The transparent worldly observations vocalized by Nebeker paint him as one of the more profound frontman to never use gimmicks. This is not said lightly, and beyond inviting the crowd to dance during the lively “I Know” and “Things I Cannot Recall,” all eyes and ears honed in on the acoustic guitarist as he intelligently serenaded. “Up and down, this is kind of like church,” drummer Ryan Dobrowski playfully remarked about the patrons returning to their seats. A member of the crowd enthusiastically retorted, “this is better than church!” before the band veered into the regenerative tale of life’s cycle on “White Apple.” The worthy hits like “Half Moon” kept the same introspective tone, while passionately tackling the familiarity of love lost and found with the profound reminder, “so hold high how faint your reasons, don’t forget you come from nothing.” 
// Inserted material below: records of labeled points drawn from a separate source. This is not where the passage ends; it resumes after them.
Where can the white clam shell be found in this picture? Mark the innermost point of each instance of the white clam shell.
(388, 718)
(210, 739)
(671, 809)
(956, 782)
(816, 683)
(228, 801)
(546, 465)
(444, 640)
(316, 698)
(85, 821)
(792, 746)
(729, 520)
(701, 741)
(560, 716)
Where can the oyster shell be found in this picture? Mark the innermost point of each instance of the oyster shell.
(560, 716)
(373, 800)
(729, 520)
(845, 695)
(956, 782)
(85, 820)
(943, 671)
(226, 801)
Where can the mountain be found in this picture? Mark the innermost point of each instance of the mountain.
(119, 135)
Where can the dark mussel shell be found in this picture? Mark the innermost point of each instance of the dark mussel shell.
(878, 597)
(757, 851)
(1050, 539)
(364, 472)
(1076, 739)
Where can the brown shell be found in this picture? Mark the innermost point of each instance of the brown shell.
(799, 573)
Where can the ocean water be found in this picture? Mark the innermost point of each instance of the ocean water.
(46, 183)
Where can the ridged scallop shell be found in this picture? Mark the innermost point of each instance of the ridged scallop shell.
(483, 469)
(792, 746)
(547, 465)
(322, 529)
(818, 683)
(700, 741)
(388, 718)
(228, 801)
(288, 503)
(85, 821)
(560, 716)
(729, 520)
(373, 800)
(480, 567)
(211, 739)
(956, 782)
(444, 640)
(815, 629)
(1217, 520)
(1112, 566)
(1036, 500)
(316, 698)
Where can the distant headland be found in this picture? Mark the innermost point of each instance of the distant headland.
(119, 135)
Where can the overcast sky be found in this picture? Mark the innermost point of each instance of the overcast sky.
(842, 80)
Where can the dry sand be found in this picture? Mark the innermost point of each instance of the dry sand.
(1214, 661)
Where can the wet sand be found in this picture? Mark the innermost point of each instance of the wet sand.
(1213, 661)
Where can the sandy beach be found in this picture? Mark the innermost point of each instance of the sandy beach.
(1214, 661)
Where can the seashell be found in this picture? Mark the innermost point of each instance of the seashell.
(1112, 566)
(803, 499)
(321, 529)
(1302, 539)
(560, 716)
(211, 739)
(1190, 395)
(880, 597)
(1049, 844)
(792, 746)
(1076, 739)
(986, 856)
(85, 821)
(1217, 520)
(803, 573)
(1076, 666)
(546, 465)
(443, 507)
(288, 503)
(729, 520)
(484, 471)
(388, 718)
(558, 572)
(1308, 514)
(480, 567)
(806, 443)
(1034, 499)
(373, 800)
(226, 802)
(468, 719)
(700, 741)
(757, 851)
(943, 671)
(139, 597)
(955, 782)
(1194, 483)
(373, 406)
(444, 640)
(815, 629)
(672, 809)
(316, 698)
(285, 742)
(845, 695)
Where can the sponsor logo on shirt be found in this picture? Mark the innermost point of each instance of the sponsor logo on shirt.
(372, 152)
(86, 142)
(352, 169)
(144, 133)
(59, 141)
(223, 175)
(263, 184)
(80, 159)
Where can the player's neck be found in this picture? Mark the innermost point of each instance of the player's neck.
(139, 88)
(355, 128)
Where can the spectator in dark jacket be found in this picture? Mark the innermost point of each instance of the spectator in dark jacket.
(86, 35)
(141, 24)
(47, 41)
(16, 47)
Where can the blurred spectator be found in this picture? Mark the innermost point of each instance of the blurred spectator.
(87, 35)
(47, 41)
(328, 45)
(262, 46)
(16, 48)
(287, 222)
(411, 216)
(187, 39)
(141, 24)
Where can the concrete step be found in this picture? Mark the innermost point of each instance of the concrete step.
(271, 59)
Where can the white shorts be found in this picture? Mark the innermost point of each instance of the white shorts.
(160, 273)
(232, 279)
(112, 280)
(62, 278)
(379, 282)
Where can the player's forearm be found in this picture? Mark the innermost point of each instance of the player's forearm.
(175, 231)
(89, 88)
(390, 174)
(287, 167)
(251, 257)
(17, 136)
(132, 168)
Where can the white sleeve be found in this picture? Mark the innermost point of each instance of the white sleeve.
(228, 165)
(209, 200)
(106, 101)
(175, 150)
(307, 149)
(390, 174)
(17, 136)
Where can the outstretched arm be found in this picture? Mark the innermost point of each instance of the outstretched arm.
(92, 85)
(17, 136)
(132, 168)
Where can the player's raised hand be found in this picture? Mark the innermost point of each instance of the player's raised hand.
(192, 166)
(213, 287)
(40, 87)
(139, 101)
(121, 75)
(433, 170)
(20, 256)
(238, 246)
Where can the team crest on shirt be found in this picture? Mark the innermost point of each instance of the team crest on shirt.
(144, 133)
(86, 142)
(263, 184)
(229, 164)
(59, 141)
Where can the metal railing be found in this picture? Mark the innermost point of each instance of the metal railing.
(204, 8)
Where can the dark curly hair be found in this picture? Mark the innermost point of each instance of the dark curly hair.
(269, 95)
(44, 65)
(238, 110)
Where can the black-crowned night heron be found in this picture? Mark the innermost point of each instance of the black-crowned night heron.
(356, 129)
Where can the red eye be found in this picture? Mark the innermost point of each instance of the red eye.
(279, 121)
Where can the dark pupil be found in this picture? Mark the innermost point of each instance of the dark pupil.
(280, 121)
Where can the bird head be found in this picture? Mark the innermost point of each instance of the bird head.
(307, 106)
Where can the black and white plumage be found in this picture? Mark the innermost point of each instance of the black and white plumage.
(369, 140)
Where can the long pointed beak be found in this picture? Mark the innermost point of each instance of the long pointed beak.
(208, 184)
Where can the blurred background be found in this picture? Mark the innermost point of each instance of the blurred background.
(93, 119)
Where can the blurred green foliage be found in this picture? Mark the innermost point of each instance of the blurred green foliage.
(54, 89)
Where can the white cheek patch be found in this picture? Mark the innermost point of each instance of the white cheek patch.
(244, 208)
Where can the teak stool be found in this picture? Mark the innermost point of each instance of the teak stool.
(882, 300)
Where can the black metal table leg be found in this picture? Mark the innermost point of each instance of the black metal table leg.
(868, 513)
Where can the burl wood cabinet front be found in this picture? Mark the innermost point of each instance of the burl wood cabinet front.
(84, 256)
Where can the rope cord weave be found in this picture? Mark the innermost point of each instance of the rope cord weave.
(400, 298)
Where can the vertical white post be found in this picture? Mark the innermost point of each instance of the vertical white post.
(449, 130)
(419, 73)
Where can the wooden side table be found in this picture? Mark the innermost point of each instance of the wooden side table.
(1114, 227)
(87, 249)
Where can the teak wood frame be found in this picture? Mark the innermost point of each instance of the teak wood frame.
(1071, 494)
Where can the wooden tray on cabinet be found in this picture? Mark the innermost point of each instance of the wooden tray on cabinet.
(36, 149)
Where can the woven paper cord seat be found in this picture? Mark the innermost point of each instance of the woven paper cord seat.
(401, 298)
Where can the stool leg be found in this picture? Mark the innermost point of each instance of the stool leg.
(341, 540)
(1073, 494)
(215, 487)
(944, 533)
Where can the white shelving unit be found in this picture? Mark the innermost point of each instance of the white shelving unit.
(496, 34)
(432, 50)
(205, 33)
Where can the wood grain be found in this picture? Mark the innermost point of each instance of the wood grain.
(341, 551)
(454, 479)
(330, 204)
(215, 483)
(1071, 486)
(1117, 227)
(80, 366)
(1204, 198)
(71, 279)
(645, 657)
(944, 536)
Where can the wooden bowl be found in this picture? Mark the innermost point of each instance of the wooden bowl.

During “New York” a surprise harmonium was wheeled in front of Nebecker, and the hybrid accordion-piano tone was the sole foundation for a poem that subliminally depicted life’s trials as railroad ties capable of being broken. The lyrics “I got wise, and I got old, not once did I fall, so don’t you now” were repeated by the band as the instrumental died out and a silence fell upon the room. Being sure to keep emotions intact for what was surely a fragile audience, Nebecker called an audible on their encore. He playfully dedicated The Kinks’ “Strangers” to Telluride’s infamous Eric Kourf saying, “I don’t know him, but I sure have heard a lot about him.” Seemingly aware of the building pattern, the band then completed their three song encore, of their third appearance in Telluride, with a triumphant rendition of “3 Rounds And a Sound.”